With more foreign markets in their gunsights, legal manufacturers hope President Benigno Aquino, a gun enthusiast who shoots competitively, will help liberalize gun laws.

"What we want is a more balanced gun legislation, not too restrictive, but we also understand that guns must be regulated," said Demetrio Tuason, head of the largest and oldest manufacturer in the Philippines, Armscor, at a Manila gun show.

Existing laws allow Filipinos to own one "long" firearm -- a rifle or shotgun -- and one handgun. Guns are meant to be licensed and owners must have permits to carry them in public.

Tuason wants gun licenses more like driving licenses, allowing people to "own as many guns as they can afford".

Not surprisingly, gun sellers also want to expand the industry, worth about 2.5 billion pesos ($59.37 million). Export receipts grew fourfold to $23.4 million between 2000-11.

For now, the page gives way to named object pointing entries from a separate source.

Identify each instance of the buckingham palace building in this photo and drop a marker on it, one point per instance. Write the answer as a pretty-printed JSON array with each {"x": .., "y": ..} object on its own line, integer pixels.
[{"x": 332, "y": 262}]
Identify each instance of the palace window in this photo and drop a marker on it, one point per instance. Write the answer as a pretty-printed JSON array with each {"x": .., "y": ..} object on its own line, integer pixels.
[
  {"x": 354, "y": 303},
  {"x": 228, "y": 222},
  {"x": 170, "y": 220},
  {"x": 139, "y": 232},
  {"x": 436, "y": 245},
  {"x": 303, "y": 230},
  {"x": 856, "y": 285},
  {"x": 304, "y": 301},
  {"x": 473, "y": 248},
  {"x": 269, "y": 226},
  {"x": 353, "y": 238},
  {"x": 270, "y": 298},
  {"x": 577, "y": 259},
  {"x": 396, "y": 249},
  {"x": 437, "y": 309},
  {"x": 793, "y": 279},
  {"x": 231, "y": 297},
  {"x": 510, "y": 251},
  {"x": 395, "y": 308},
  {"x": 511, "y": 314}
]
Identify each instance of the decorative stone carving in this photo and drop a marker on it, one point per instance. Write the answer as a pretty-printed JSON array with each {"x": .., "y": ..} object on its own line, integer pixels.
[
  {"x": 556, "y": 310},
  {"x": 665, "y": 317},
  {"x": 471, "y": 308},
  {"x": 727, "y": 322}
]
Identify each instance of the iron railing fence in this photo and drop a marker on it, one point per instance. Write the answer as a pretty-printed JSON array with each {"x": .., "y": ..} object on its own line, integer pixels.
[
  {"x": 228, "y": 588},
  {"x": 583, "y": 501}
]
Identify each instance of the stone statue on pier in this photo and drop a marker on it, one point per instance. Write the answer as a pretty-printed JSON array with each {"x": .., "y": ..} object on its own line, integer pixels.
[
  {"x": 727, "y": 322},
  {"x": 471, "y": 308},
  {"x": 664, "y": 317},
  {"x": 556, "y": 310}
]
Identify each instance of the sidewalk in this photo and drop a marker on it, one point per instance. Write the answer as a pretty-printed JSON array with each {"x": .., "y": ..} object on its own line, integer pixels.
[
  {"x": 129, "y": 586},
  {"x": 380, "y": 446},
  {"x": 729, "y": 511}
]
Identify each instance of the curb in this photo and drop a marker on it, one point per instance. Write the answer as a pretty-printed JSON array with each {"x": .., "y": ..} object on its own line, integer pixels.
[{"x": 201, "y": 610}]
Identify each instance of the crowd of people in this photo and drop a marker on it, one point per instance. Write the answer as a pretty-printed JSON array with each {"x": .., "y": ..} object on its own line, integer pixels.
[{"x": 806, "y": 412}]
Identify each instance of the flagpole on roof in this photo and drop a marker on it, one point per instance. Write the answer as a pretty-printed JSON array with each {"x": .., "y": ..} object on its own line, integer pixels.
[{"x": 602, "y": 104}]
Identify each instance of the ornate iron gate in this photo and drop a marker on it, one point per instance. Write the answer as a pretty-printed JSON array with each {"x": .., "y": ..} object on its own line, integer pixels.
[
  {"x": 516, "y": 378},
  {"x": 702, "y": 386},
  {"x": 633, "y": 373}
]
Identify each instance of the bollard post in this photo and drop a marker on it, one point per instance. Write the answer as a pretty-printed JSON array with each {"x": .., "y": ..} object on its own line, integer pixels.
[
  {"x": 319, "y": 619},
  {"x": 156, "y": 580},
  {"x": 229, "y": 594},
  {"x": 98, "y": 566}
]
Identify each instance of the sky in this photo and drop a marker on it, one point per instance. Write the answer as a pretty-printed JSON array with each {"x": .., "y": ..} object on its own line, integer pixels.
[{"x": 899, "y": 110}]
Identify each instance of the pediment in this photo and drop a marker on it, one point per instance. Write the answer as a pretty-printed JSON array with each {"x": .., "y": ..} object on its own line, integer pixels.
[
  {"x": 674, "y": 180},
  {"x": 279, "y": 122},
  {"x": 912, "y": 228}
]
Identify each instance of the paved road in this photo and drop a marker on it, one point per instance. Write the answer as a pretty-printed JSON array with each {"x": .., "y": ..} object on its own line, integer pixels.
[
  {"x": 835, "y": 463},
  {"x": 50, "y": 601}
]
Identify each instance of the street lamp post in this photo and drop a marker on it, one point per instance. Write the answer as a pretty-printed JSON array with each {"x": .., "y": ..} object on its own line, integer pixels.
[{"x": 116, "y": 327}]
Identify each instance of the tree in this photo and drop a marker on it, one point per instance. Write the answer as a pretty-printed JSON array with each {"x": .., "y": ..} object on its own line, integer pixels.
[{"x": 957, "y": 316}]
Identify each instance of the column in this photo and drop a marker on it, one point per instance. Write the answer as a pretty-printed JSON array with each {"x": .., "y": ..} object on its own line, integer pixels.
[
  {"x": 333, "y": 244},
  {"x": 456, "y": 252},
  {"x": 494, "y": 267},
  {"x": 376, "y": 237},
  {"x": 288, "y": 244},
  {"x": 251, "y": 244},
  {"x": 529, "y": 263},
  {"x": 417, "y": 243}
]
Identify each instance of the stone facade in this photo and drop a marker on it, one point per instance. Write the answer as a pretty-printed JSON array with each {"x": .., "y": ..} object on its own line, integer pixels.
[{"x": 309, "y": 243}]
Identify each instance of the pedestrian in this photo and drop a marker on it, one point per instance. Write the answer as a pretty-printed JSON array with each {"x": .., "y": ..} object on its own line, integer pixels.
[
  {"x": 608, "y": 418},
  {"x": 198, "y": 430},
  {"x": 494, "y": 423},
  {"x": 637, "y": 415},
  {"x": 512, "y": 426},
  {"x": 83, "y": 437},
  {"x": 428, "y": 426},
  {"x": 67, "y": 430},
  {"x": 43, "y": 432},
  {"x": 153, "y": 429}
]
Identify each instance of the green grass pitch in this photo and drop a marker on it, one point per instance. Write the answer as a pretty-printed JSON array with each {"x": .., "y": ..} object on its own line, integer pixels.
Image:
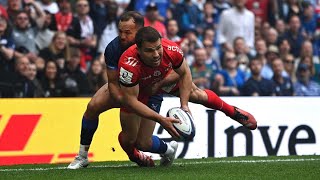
[{"x": 272, "y": 167}]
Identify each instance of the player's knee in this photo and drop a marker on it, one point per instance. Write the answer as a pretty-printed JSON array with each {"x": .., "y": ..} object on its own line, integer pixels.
[
  {"x": 144, "y": 144},
  {"x": 93, "y": 109},
  {"x": 198, "y": 96}
]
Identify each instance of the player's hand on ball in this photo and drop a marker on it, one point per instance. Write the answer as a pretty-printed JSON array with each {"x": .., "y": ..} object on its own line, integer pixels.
[
  {"x": 167, "y": 124},
  {"x": 186, "y": 109}
]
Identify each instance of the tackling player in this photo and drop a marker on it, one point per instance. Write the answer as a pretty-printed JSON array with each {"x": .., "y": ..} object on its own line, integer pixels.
[
  {"x": 108, "y": 97},
  {"x": 151, "y": 60}
]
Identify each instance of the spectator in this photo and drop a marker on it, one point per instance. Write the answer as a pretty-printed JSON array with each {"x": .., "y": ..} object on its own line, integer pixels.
[
  {"x": 256, "y": 85},
  {"x": 294, "y": 35},
  {"x": 98, "y": 13},
  {"x": 284, "y": 48},
  {"x": 51, "y": 81},
  {"x": 14, "y": 6},
  {"x": 65, "y": 21},
  {"x": 240, "y": 48},
  {"x": 76, "y": 81},
  {"x": 88, "y": 40},
  {"x": 280, "y": 27},
  {"x": 110, "y": 30},
  {"x": 191, "y": 17},
  {"x": 259, "y": 8},
  {"x": 265, "y": 29},
  {"x": 172, "y": 31},
  {"x": 175, "y": 11},
  {"x": 44, "y": 35},
  {"x": 22, "y": 86},
  {"x": 307, "y": 51},
  {"x": 57, "y": 51},
  {"x": 283, "y": 85},
  {"x": 6, "y": 46},
  {"x": 213, "y": 55},
  {"x": 230, "y": 79},
  {"x": 208, "y": 16},
  {"x": 272, "y": 54},
  {"x": 202, "y": 73},
  {"x": 3, "y": 12},
  {"x": 96, "y": 76},
  {"x": 49, "y": 5},
  {"x": 294, "y": 9},
  {"x": 309, "y": 21},
  {"x": 191, "y": 42},
  {"x": 32, "y": 76},
  {"x": 24, "y": 35},
  {"x": 4, "y": 3},
  {"x": 261, "y": 48},
  {"x": 305, "y": 86},
  {"x": 236, "y": 22},
  {"x": 272, "y": 37},
  {"x": 151, "y": 19},
  {"x": 309, "y": 62},
  {"x": 288, "y": 61},
  {"x": 219, "y": 7}
]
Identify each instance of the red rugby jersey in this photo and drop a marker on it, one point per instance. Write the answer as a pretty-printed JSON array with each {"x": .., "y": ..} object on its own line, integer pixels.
[{"x": 133, "y": 71}]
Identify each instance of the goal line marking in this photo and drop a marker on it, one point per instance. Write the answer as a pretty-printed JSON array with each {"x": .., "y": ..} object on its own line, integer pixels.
[{"x": 180, "y": 163}]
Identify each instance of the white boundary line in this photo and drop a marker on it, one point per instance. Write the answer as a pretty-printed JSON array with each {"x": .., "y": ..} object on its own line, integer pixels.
[{"x": 187, "y": 163}]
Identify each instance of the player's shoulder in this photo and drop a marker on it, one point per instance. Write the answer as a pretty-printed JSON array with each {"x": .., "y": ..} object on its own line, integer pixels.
[
  {"x": 130, "y": 57},
  {"x": 114, "y": 45},
  {"x": 171, "y": 47}
]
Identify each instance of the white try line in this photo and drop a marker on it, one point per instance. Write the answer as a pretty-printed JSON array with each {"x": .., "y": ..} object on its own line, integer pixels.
[{"x": 186, "y": 163}]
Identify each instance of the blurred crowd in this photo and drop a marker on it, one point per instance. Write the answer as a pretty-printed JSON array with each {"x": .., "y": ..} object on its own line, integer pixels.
[{"x": 54, "y": 48}]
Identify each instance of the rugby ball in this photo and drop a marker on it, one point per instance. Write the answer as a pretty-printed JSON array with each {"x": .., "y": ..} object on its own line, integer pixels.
[{"x": 186, "y": 127}]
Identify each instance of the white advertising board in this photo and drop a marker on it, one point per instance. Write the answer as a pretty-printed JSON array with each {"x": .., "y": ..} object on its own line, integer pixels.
[{"x": 286, "y": 126}]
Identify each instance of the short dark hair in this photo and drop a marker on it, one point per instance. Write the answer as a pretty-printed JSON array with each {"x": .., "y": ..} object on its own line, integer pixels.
[
  {"x": 137, "y": 17},
  {"x": 148, "y": 34}
]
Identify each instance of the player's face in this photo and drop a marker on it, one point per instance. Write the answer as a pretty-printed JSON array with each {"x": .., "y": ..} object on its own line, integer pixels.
[
  {"x": 127, "y": 33},
  {"x": 151, "y": 53}
]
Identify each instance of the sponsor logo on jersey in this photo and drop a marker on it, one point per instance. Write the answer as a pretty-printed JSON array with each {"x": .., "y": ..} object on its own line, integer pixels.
[
  {"x": 125, "y": 76},
  {"x": 157, "y": 73},
  {"x": 176, "y": 49},
  {"x": 147, "y": 77},
  {"x": 131, "y": 61}
]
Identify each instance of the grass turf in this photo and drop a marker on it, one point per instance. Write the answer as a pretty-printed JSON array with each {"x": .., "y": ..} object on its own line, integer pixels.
[{"x": 288, "y": 167}]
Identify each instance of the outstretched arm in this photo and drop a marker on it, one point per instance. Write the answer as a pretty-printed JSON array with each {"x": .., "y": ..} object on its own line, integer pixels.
[
  {"x": 130, "y": 99},
  {"x": 113, "y": 84}
]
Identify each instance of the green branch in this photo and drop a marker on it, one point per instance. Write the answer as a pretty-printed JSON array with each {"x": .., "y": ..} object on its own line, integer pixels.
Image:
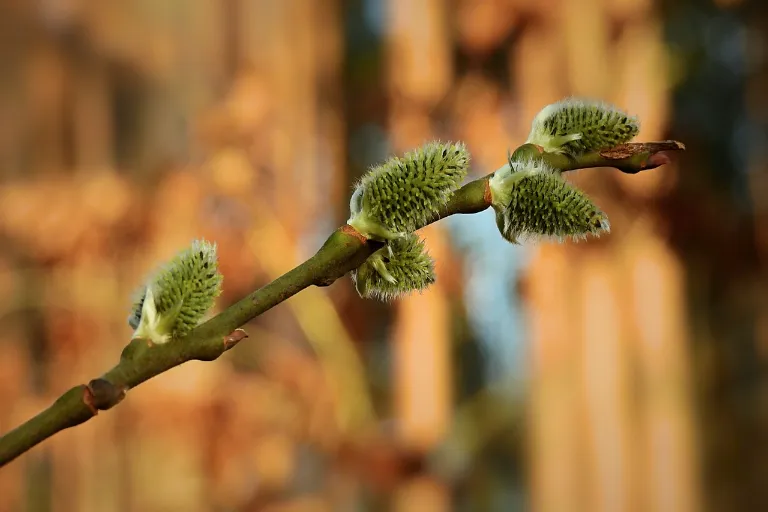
[{"x": 343, "y": 251}]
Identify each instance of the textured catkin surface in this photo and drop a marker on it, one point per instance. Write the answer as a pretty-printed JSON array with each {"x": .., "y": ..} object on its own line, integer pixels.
[
  {"x": 409, "y": 264},
  {"x": 598, "y": 126},
  {"x": 404, "y": 192},
  {"x": 544, "y": 205}
]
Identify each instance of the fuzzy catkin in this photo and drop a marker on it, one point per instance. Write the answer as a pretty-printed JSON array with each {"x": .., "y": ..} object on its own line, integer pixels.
[
  {"x": 576, "y": 126},
  {"x": 400, "y": 268},
  {"x": 177, "y": 297},
  {"x": 400, "y": 195}
]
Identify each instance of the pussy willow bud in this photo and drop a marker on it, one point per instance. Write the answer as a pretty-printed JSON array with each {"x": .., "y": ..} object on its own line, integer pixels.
[
  {"x": 176, "y": 298},
  {"x": 400, "y": 195},
  {"x": 399, "y": 268},
  {"x": 576, "y": 126},
  {"x": 533, "y": 201}
]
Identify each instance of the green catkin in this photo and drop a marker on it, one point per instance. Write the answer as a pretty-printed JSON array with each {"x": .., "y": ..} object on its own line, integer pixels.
[
  {"x": 402, "y": 194},
  {"x": 177, "y": 297},
  {"x": 576, "y": 126},
  {"x": 532, "y": 201},
  {"x": 401, "y": 267}
]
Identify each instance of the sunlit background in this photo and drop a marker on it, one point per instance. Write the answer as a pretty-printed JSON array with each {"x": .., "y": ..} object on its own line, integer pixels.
[{"x": 623, "y": 374}]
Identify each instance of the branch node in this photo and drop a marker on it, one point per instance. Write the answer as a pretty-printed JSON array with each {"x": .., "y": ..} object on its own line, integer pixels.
[
  {"x": 349, "y": 230},
  {"x": 234, "y": 338},
  {"x": 101, "y": 395}
]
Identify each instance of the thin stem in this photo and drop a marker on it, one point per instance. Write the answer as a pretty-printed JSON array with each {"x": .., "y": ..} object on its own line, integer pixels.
[{"x": 342, "y": 252}]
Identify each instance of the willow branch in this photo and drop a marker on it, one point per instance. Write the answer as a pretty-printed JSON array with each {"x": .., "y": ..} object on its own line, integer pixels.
[{"x": 342, "y": 252}]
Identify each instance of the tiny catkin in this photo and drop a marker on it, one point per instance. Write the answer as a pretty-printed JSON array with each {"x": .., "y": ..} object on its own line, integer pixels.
[
  {"x": 177, "y": 297},
  {"x": 401, "y": 267},
  {"x": 400, "y": 195},
  {"x": 576, "y": 126},
  {"x": 532, "y": 201}
]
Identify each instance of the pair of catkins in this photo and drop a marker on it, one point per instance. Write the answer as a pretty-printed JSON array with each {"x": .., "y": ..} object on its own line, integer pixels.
[
  {"x": 402, "y": 195},
  {"x": 531, "y": 200}
]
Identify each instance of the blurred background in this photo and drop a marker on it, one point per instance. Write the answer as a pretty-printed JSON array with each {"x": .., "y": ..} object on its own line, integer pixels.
[{"x": 622, "y": 374}]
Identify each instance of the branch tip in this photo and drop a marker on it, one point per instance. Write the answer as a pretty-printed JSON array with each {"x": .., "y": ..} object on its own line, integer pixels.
[{"x": 630, "y": 149}]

But, just like in the United States, there seems little appetite to change existing laws. "That's not a priority right now," Aquino told Reuters in an interview earlier this month.

There are 34 gun-related bills before both houses of parliament, some seeking looser laws and others more control.

Supporters of two prominent bills seeking to outlaw civilians carrying guns in public and stiffer penalties for possession of illegal weapons have all but given up hope.

Much like the United States, guns are so deeply ingrained in Philippines culture that they don't expect the July 20 shooting in a Colorado cinema, in which 12 people were killed and 58 wounded, will have much of an impact.

"For the last 22 years we've been telling our lawmakers ... to pass a strict gun control law but nothing has happened," said Nandy Pacheco of the Gunless Society group.

"Our gun laws are encouraging a culture of guns, a culture of violence. When do we act? Are we waiting for a similar attack to happen here in our movie houses?"